MicroRNAs (miRNAs) are a widely conserved class of regulatory molecules. Here we describe a miRNA cloning method that relies upon two potent ligation steps followed by high-throughput sequencing. Our method permits accurate genome-wide quantitation of miRNAs.
Mirna clonación y secuenciación de alto rendimiento, denominado miR-Sec, destaca como un enfoque de todo el transcriptoma de cuantificar miRNAs con resolución de un solo nucleótido. Esta técnica captura miRNAs por fijar los adaptadores 3 'y 5' de oligonucleótidos a las moléculas de miARN y permite de novo miARN descubrimiento. El acoplamiento con potentes plataformas de secuenciación de próxima generación, el miR-Sec ha sido fundamental en el estudio de la biología de miRNA. Sin embargo, los sesgos significativos introducidos por pasos de ligación de oligonucleótidos han impedido que el miR-Sec de ser empleado como una herramienta de cuantificación exacta. Estudios previos demuestran que los sesgos en los métodos de miR-Seq actuales a menudo conducen a la cuantificación inexacta miARN con errores hasta 1.000 veces por algunos miRNAs 1,2. Para resolver estos sesgos impartidas por la ligadura de ARN, hemos desarrollado un pequeño método de ligadura de ARN que se traduce en eficiencias de ligación de más del 95% para ambos 3 'y 5' de ligación pasos. Evaluación comparativa de este improbado método de construcción de la biblioteca utilizando miRNAs sintéticos equimolares o diferencialmente mixtos, produce consistentemente lee los números con una desviación de menos de dos veces del valor esperado. Por otra parte, este método de gran eficacia miR-Sec permite precisa de todo el genoma de perfiles de miARN in vivo total de muestras de ARN 2.

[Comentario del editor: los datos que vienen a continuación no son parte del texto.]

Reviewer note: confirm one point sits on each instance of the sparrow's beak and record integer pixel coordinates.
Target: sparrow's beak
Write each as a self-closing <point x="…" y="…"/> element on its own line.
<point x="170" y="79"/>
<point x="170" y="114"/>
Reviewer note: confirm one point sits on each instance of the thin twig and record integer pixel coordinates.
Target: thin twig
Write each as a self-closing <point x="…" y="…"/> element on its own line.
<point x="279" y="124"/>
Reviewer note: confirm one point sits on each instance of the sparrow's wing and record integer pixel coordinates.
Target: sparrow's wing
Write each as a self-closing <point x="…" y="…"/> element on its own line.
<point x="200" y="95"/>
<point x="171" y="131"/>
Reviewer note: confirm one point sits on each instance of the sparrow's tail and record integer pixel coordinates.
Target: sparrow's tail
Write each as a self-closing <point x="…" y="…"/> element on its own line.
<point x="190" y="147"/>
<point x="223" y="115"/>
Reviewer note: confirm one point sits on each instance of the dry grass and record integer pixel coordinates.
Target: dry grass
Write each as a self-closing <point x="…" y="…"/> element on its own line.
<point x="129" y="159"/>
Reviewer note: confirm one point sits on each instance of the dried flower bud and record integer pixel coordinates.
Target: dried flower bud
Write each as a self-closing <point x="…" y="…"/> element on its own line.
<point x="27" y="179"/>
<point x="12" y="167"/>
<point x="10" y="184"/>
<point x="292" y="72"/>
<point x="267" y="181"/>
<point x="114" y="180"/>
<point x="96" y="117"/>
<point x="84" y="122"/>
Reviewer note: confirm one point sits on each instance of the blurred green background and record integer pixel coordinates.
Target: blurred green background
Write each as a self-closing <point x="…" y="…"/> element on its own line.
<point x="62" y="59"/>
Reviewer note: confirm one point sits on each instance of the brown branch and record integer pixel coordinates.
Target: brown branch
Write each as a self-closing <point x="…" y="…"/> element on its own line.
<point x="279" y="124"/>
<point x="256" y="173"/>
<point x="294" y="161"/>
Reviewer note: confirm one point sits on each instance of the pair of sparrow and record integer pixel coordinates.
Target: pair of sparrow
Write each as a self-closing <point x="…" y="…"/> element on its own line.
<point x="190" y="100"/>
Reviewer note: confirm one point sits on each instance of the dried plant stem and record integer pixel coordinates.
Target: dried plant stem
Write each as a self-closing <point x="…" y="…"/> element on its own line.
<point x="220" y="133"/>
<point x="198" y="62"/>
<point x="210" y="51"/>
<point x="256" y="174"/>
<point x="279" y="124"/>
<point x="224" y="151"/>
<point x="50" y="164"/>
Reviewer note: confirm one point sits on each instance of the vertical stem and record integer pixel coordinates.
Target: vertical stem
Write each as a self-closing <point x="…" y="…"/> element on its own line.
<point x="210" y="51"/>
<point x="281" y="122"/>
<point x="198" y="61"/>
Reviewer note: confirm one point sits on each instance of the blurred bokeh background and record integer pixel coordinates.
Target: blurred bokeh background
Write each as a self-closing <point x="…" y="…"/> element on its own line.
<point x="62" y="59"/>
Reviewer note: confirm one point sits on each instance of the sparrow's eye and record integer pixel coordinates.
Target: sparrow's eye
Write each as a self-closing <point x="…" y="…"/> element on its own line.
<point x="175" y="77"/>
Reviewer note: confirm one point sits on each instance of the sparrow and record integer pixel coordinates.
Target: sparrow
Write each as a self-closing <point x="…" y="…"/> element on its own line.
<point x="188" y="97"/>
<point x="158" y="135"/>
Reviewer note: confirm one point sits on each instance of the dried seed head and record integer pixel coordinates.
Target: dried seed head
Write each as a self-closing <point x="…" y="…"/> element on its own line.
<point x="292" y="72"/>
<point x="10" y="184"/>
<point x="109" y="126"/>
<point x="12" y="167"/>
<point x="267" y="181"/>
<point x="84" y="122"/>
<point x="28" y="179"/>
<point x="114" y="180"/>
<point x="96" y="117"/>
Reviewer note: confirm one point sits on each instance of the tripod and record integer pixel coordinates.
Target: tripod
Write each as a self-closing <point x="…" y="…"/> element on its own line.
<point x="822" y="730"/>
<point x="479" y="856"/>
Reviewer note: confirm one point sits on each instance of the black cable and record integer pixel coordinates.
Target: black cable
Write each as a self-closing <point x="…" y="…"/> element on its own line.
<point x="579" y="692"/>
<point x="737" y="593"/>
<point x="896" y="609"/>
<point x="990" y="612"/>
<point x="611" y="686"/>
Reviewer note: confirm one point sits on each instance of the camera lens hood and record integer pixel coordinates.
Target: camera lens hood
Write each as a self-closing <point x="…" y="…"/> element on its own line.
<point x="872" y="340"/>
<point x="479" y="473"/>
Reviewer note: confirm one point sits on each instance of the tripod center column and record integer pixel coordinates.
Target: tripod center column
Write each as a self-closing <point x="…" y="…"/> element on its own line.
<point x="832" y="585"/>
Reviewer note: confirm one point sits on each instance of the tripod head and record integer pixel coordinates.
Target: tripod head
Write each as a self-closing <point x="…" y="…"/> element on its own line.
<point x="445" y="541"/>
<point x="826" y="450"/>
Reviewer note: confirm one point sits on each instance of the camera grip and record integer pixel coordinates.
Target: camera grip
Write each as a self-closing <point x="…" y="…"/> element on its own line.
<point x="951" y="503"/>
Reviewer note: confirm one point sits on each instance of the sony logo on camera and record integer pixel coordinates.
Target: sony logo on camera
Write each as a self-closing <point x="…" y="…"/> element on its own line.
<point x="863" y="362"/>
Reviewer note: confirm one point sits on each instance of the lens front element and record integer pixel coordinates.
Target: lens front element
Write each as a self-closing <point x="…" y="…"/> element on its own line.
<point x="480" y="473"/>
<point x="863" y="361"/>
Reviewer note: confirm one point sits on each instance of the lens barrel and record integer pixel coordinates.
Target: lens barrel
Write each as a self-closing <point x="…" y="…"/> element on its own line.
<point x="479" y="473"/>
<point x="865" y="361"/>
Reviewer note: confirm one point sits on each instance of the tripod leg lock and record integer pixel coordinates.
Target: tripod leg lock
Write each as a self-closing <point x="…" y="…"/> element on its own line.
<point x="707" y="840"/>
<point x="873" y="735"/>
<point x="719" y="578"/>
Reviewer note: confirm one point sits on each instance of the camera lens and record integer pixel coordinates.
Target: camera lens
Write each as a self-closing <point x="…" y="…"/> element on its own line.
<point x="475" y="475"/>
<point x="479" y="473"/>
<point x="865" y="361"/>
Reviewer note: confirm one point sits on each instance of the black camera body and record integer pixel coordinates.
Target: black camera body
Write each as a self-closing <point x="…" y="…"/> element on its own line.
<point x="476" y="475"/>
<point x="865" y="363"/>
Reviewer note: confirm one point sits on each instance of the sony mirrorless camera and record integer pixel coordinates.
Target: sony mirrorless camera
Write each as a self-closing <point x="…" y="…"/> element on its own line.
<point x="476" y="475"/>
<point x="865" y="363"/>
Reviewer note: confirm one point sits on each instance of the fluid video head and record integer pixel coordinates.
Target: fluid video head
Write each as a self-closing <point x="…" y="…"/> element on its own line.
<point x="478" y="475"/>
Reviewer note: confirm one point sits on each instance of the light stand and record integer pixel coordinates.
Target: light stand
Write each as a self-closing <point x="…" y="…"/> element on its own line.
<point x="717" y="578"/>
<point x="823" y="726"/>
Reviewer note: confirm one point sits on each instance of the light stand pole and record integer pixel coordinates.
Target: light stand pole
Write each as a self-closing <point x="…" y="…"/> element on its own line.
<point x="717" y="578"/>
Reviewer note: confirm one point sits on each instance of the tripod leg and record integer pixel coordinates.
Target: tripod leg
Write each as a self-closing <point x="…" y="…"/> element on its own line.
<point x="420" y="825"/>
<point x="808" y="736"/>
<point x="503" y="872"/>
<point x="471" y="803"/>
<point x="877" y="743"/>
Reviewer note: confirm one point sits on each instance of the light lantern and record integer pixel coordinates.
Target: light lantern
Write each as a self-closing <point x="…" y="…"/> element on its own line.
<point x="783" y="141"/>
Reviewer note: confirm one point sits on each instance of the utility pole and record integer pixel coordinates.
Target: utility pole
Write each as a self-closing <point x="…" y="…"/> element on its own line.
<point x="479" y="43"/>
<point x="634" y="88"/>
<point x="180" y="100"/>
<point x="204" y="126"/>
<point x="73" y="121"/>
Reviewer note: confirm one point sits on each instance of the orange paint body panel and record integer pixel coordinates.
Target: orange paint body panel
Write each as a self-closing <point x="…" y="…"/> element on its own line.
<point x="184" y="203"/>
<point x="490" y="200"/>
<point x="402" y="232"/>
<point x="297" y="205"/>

Metodologías basadas secuenciación de alto rendimiento han sido ampliamente aplicado a muchas muestras biológicas en los últimos años en expansión en gran medida nuestra comprensión de la complejidad molecular de los sistemas biológicos 3,4. Sin embargo, la preparación de muestras de ARN de secuenciación de alto rendimiento a menudo imparte sesgos específicos inherentes a la metodología empleada, lo que limita la utilidad potencial de estas técnicas de gran alcance. Estos sesgos de métodos específicos han sido bien documentados para las preparaciones de bibliotecas basado en la ligadura, pequeño-ARN 1,2,5,6. Estos sesgos como resultado la variación de 1.000 veces en lee los números de miRNAs sintéticos equimolares, hacer inferencia de miARN abundancia a partir de datos de secuenciación tremendamente variable y propenso a errores.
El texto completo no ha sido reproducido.